Abstract

Hepatocellular carcinoma is one of the most common malignancies worldwide, representing a big health-care challenge globally. M2-like macrophages are significantly correlated with tumor progression, metastasis and treatment resistance. Integrative 10 machine learning algorithms were performed to developed a M2-like macrophage related prognostic signature (MRPS).
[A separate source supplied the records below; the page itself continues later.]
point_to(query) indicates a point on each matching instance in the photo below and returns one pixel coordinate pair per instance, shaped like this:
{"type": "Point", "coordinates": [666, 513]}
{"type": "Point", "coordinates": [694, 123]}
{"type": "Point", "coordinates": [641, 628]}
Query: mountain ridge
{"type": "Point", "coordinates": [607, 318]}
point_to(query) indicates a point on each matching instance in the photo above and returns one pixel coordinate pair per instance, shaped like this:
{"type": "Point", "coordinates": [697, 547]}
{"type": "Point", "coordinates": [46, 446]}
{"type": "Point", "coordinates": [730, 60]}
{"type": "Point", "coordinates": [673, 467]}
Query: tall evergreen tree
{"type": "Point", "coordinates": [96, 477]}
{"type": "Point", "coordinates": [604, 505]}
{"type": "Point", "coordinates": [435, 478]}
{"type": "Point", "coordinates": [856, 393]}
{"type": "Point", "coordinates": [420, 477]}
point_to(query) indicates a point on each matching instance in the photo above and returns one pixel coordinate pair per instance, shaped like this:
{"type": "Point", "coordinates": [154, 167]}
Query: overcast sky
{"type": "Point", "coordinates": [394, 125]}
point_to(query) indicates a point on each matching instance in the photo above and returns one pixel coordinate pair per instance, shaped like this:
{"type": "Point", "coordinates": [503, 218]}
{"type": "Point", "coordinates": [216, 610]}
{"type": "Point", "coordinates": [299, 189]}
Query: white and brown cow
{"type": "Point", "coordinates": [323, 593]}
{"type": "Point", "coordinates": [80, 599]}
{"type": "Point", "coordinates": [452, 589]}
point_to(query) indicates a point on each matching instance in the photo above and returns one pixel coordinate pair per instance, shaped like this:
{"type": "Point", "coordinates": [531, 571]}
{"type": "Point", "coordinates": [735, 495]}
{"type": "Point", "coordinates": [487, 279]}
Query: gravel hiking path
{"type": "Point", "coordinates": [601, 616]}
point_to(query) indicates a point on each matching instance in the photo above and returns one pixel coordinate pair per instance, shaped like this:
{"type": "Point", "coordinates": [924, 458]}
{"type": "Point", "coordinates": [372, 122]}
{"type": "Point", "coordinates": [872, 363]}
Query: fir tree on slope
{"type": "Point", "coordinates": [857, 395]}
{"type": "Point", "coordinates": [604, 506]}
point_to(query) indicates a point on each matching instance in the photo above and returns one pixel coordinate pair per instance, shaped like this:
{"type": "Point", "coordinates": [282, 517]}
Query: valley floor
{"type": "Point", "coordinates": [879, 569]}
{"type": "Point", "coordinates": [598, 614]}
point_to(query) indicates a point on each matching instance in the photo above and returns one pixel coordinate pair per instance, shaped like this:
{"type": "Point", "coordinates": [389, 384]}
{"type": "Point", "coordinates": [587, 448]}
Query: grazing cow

Single-cell RNA-sequencing analysis was performed to dissect the ecosystem of HCC. Several approaches, including TIDE score, immunophenoscore, TMB score and tumor escape score were used to evaluate the predictive role of MRPS in immunology response. The optimal MRPS constructed by the combination of stepCox + superPC algorithm served as an independent risk factor and showed stable and powerful performances in predicting the overall survival rate of HCC patients with 2-, 3-, and 4-year AUCs of 0. 763, 0.751, and 0.699 in TCGA cohort. HCC patients with low risk score possessed a more interaction of immunoactivated cells, including NK, CD8+ cytotoxic T, and activated B, and a less interaction of immunosuppressive cells, including Treg, CD4+ exhauster T, and M2-like macrophage. Low risk score indicated a higher PD1&CTLA4 immunophenoscore, higher TMB score, lower TIDE score and lower tumor escape score in HCC, suggesting a better immunotherapy response. The IC50 value of docetaxel, gemcitabine, crizotinib and Osimertinib in HCC with high risk score were lower versus that with low risk score. HCC patients with high risk score had a higher score of cancer-related hallmarks, including angiogenesis, DNA repair, EMT, glycolysis, and NOTCH signaling. Our study proposed a novel MRPS for predicting the prognosis, ecosystem and immunotherapy response in HCC.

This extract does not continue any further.